I will not delay the Committee for very long, as we obviously support the order, but I will ask for a couple of clarifications. The maximum penalty for a pawnbroker who takes in an air weapon when they should not is three months' imprisonment or a level 3 fine. On what basis have the Government come to that decision? Is that sentence enough to be a real deterrent? In my ignorance, I have not got a clue what level 3 means. Will the Minister give us some idea of that?
I welcome the fact that 19,000 weapons have been handed in, but they are obviously the people we should not be worried about. Can the Minister reassure us? When people are ordered to forfeit or dispose of weapons, how is it policed to ensure that that actually happens? Is it possible that, because the pawnbroker is no longer there, there is more chance of an underground black market in air weapons developing? Clearly none of us wants that, so what will be done to ensure that that does not happen? I guess that nobody in this room would argue with the order, but we should remind ourselves that only 12 years ago, a two-year-old was killed in Scotland. That is worth mentioning, because this is serious stuff.
Michael Ellis, Deputy Leader of the House of Commons: I reiterate what a pleasure it is to appear before you, Mr Wilson, and opposite the hon.

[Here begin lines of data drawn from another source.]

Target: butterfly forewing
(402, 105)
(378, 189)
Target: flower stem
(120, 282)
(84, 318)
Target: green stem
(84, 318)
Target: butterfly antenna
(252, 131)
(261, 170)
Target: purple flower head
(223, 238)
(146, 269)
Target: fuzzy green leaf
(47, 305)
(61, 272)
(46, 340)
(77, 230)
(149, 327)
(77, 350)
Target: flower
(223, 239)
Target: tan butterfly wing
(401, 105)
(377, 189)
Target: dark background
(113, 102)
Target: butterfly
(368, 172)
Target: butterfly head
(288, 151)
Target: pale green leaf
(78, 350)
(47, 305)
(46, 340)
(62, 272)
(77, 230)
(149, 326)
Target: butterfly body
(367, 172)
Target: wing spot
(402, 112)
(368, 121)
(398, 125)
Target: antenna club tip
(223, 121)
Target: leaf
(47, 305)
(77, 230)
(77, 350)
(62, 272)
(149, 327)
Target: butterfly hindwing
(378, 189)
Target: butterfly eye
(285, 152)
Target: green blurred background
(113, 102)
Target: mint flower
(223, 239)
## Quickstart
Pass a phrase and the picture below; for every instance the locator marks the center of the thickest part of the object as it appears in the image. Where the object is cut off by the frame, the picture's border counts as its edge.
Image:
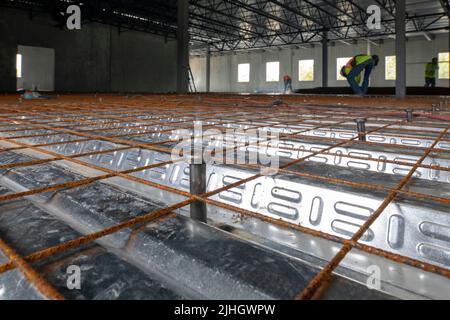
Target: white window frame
(244, 72)
(272, 77)
(306, 61)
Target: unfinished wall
(38, 68)
(96, 58)
(224, 67)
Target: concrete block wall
(96, 58)
(224, 67)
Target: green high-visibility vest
(358, 60)
(430, 70)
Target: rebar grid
(174, 113)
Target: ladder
(192, 87)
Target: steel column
(325, 60)
(183, 47)
(208, 69)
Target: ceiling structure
(229, 25)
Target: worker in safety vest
(353, 69)
(287, 84)
(430, 73)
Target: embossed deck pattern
(89, 180)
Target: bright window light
(444, 65)
(272, 71)
(306, 70)
(19, 66)
(244, 72)
(340, 62)
(390, 68)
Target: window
(272, 71)
(444, 65)
(306, 70)
(19, 66)
(390, 68)
(340, 62)
(244, 72)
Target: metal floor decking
(92, 182)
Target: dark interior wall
(96, 58)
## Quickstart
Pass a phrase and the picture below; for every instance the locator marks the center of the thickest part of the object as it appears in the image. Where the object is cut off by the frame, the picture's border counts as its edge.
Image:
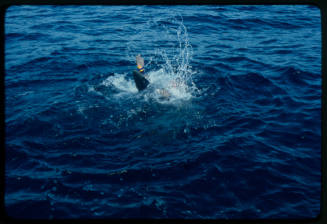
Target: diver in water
(140, 78)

Member for Blaydon. In response to his question, a level 3 fine on the standard scale is a maximum of £1,000. The court system operates fines on a scale of 1 to 5, to take account of inflation.
The sentence of three months' imprisonment would be a maximum. Officials and the relevant parties have considered that that would meet the merits of the offence because it is simply about possession, and there will always be the possibility of other offences in the case of misuse of a weapon.
The destruction of confiscated weapons would be a matter for the courts. I think the normal practice would be for the court to order the forfeiture or confiscation of the weapon, which would be securely destroyed by the authorities in a way that would put the weapon out of use, but if there is any difference in the process, I will write to the hon. Gentleman.